Since explanations of model behavior can be confused or non-rigorous, we used our knowledge to design adversarial examples. Moreover, we formulate 3 quantitative criteria to test the validity of our circuit. These criteria partially validate our circuit but indicate that there are still gaps in our understanding.
This post is a companion post to our paper where we share lessons that we learned from doing this work and describe some of Redwood’s interpretability perspectives. We share high-level takeaways and give specific examples from the work to illustrate them.
Goals of Interpretability for this Investigation
In this kind of mechanistic interpretability work, we tend to use the circuits abstraction. If we think of a model as a computational graph where nodes are terms in its forward pass (neurons, attention heads, etc) and edges are the interactions between those terms (residual connections, attention, etc), a circuit is a subgraph of the model responsible for some behavior.

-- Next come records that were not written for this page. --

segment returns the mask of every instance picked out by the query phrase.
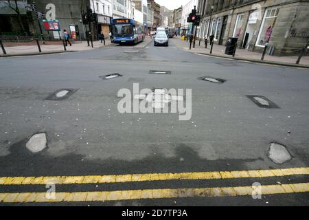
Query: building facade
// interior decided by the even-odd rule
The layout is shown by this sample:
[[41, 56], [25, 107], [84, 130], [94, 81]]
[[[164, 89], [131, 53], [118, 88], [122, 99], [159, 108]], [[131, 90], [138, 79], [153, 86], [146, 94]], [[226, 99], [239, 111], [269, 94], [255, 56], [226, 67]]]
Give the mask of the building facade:
[[148, 8], [148, 13], [147, 13], [147, 27], [148, 28], [148, 34], [152, 31], [153, 27], [153, 18], [154, 18], [154, 12], [153, 10]]
[[147, 0], [133, 0], [135, 3], [135, 10], [143, 14], [143, 19], [141, 23], [144, 26], [144, 30], [148, 29], [147, 27], [147, 16], [148, 12]]
[[175, 25], [175, 29], [177, 35], [179, 35], [181, 33], [182, 12], [183, 6], [181, 6], [174, 10], [174, 23]]
[[93, 23], [92, 32], [99, 38], [101, 32], [105, 38], [108, 37], [111, 19], [113, 16], [111, 0], [91, 0], [90, 8], [96, 14], [96, 22]]
[[[10, 1], [10, 2], [14, 7], [14, 1]], [[87, 6], [90, 4], [89, 0], [53, 0], [52, 3], [48, 0], [27, 0], [17, 1], [17, 3], [21, 14], [21, 24], [23, 27], [21, 28], [19, 25], [20, 22], [18, 21], [16, 12], [8, 10], [8, 1], [0, 1], [1, 32], [39, 35], [42, 32], [45, 36], [49, 35], [54, 38], [60, 38], [63, 36], [63, 30], [70, 32], [72, 28], [71, 35], [76, 36], [76, 39], [86, 38], [86, 27], [82, 23], [81, 12], [86, 11]], [[37, 12], [47, 14], [49, 16], [53, 17], [53, 19], [57, 20], [61, 31], [60, 32], [45, 31], [43, 23], [45, 16], [38, 18], [37, 13], [34, 11], [27, 10], [27, 8], [32, 8], [32, 6], [35, 6]], [[74, 32], [73, 32], [73, 28], [75, 30]], [[24, 30], [22, 30], [22, 29]]]
[[308, 0], [203, 0], [198, 12], [198, 36], [214, 34], [217, 44], [236, 37], [239, 48], [262, 52], [267, 45], [268, 54], [293, 56], [309, 41]]
[[[201, 0], [200, 0], [201, 1]], [[190, 0], [186, 5], [183, 6], [183, 11], [181, 14], [181, 30], [183, 33], [192, 34], [192, 24], [187, 23], [187, 19], [189, 16], [194, 6], [198, 8], [198, 0]]]
[[157, 3], [154, 0], [148, 0], [148, 8], [153, 10], [153, 25], [152, 30], [157, 30], [157, 28], [161, 25], [161, 6]]
[[127, 16], [127, 1], [112, 0], [113, 17], [114, 19], [125, 18]]
[[174, 12], [164, 6], [160, 8], [161, 25], [174, 28]]

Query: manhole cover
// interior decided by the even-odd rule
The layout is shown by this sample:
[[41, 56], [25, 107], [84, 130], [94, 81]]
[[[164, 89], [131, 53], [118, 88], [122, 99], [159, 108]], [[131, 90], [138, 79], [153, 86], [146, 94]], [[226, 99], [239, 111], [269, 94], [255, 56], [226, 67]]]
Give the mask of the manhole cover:
[[247, 96], [252, 102], [260, 108], [279, 109], [279, 107], [267, 98], [262, 96]]
[[214, 77], [211, 77], [211, 76], [203, 76], [203, 77], [198, 78], [198, 79], [204, 80], [204, 81], [207, 81], [207, 82], [212, 82], [212, 83], [216, 83], [216, 84], [222, 84], [222, 83], [225, 82], [225, 81], [227, 81], [226, 80], [224, 80], [222, 78], [214, 78]]
[[68, 98], [71, 95], [76, 92], [76, 89], [60, 89], [49, 95], [45, 100], [63, 100]]
[[165, 70], [149, 70], [149, 74], [172, 74], [172, 72]]
[[111, 80], [115, 78], [118, 78], [118, 77], [122, 77], [123, 76], [122, 75], [120, 75], [119, 74], [109, 74], [109, 75], [106, 75], [106, 76], [100, 76], [100, 78], [107, 80]]
[[216, 63], [218, 65], [220, 65], [221, 66], [224, 66], [224, 67], [236, 67], [236, 66], [239, 66], [238, 65], [237, 65], [236, 63], [231, 63], [231, 62], [227, 62], [227, 63]]

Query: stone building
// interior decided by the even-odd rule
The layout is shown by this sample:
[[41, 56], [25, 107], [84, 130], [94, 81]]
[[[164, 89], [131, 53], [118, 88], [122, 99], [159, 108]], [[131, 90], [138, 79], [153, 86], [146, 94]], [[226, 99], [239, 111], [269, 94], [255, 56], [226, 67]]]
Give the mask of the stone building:
[[174, 23], [177, 34], [180, 34], [181, 29], [181, 15], [183, 12], [183, 6], [174, 10]]
[[148, 0], [148, 8], [153, 10], [153, 26], [152, 30], [157, 30], [157, 27], [161, 25], [161, 6], [157, 3], [154, 0]]
[[[24, 33], [21, 33], [22, 30], [19, 25], [20, 22], [18, 22], [16, 13], [8, 8], [7, 6], [5, 7], [5, 6], [8, 6], [8, 1], [0, 1], [1, 23], [5, 24], [5, 26], [1, 25], [3, 28], [3, 30], [1, 28], [0, 32], [9, 32], [8, 34], [10, 34], [10, 33], [11, 34], [25, 34], [26, 33], [28, 35], [39, 35], [41, 31], [42, 31], [44, 35], [47, 35], [48, 33], [45, 30], [43, 24], [43, 19], [45, 17], [38, 18], [36, 16], [37, 13], [27, 10], [27, 8], [29, 9], [32, 8], [32, 6], [35, 6], [37, 12], [47, 14], [47, 15], [54, 16], [56, 20], [58, 20], [62, 30], [66, 29], [69, 31], [70, 27], [73, 25], [78, 30], [78, 38], [83, 38], [85, 37], [85, 27], [82, 22], [81, 11], [86, 10], [87, 5], [89, 4], [89, 0], [53, 0], [52, 3], [51, 3], [51, 1], [48, 0], [27, 0], [17, 1], [17, 2], [21, 14]], [[11, 4], [14, 4], [14, 1], [11, 1]], [[1, 6], [3, 7], [1, 7]], [[2, 15], [3, 15], [3, 17]], [[62, 32], [60, 34], [62, 35]], [[55, 38], [60, 37], [58, 32], [50, 32], [49, 34]]]
[[192, 12], [192, 10], [194, 8], [194, 6], [196, 8], [198, 6], [198, 0], [190, 0], [189, 2], [183, 6], [183, 12], [181, 15], [181, 29], [183, 30], [183, 34], [191, 34], [193, 32], [192, 31], [192, 24], [191, 23], [187, 22], [187, 19], [189, 16], [189, 14]]
[[95, 31], [96, 38], [99, 38], [101, 32], [105, 38], [108, 37], [110, 32], [111, 19], [113, 16], [111, 0], [91, 0], [90, 8], [96, 14], [97, 22], [93, 23], [93, 30]]
[[[238, 47], [276, 56], [292, 56], [309, 39], [308, 0], [201, 0], [198, 37], [214, 35], [225, 45], [238, 38]], [[211, 21], [210, 16], [211, 16]]]

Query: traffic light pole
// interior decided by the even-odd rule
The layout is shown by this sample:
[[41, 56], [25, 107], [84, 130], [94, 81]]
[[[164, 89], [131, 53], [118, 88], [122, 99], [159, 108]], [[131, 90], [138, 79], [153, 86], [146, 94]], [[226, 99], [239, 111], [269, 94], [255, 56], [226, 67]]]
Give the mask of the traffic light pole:
[[192, 46], [192, 41], [193, 41], [192, 34], [193, 34], [194, 31], [194, 25], [193, 24], [192, 25], [192, 33], [190, 34], [190, 50], [191, 50], [191, 47]]
[[195, 31], [194, 31], [194, 39], [193, 41], [193, 48], [195, 48], [195, 42], [196, 41], [196, 31], [197, 31], [197, 26], [195, 26]]

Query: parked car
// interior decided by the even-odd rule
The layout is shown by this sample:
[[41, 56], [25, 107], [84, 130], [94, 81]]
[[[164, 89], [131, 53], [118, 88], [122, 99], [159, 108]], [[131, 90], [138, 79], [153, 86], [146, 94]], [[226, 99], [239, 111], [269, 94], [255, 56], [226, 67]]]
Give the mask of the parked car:
[[158, 32], [154, 40], [154, 45], [164, 45], [168, 47], [168, 38], [165, 32]]

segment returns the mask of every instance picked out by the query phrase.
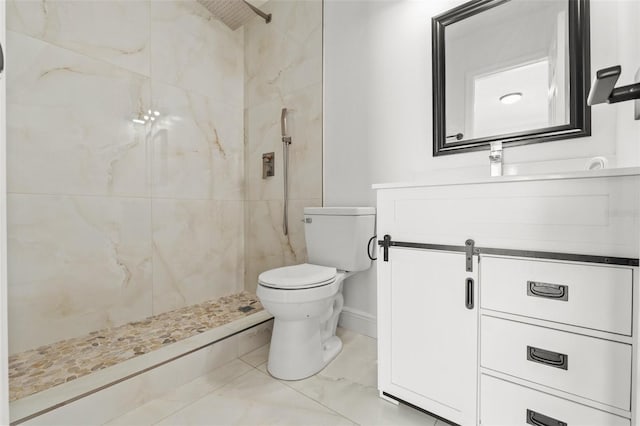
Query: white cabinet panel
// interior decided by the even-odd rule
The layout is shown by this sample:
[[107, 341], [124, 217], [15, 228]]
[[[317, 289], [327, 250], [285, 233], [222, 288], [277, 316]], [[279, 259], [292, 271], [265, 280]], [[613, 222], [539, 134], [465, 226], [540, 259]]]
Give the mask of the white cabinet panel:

Note that our work is slightly different from Chris Olah’s/Anthropic’s idea of a circuit in that we investigate this circuit on a specific distribution (instead of the entire distribution of text) and we also don’t attain an understanding of the circuit at the parameter-level.
Structure: Having all the nodes and edges
One kind of valuable interpretability insight is to ensure that we have the correct subgraph, which is one of the main goals in this work.
We formulate three main quantitative criteria to measure progress towards this goal. These criteria rely on the idea of “knocking out” or turning off a node from the computational graph by replacing its activation by its mean on a distribution where the IOI task is not present. (Note that we now believe that our causal scrubbing algorithm provides a more robust way to validate circuits.)
Intuition: The circuit performs the task as well as the model.
Computation: A model with everything but the circuit knocked out should achieve the same performance according to some task benchmark.
Intuition: The circuit contains all the nodes that are important for the task. (Note that completeness implies faithfulness).
Computation: For every subset of nodes in the circuit, knocking out that subset in the circuit causes a similar change in performance when knocking out that subset in the whole model. Both the circuit and model should be similar under knockouts.
Intuition: The circuit does not contain any irrelevant nodes for the task.
Computation: For every node in the circuit, there exists a subset such that knocking out the subset and the node causes a large change in performance compared to knocking out the subset alone. Each node has a large counterfactual impact on performance in at least one scenario.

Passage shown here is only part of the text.